The important question we need to ask, then, is whether England
had a "unique" group of peasant holders. A full answer to this
question would require a comparative study of the world
peasantries.
But we have enough research on the peasantries of England and
France to say that: 1) through the medieval period there were
regions in England - counties in the east and southeast - where a
"freeholding" peasantry prevailed, a peasantry whose fields were
"enclosed", held under private property rights, including exclusive
rights of use, that is, fields which enjoyed weaker manorial rule and
less customary regulations; 2) these fields were already consolidating
farms after 1350, by leasing land from the lord's demesne and
through a process known as "engrossing"; 3) these farmers
obtained higher yields per seed through extensive use of
leguminous plants and complex crop rotations; and 4) later became
the tenants (leaseholders) of the large enclosed estates.
5) some copyholders also managed
to engross additional parcels of land, and had a lot
more security of tenure against enclosing landlords than previously argued,
with Parliament many times intervening in their favor against landowners.

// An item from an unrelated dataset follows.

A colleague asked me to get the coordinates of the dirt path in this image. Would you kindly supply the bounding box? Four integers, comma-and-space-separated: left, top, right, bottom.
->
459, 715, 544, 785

Meanwhile, in France, to quote Croot and Parker "the real crime of
the French Monarchy was *not* that it bolstered peasant ownership but
that (together with the church, seigneurs and landowners) it
depressed it so brutally. The consequence was that the countryside
lost its most dynamic force - a class of truly independent peasants"
- despite all their talk about the "independent" farmers of France,
Brenner and Wood have yet to respond to this argument.
These conclusions are in line with the arguments of the
international socialist R. H. Hilton - so I am a real Marxist afterall!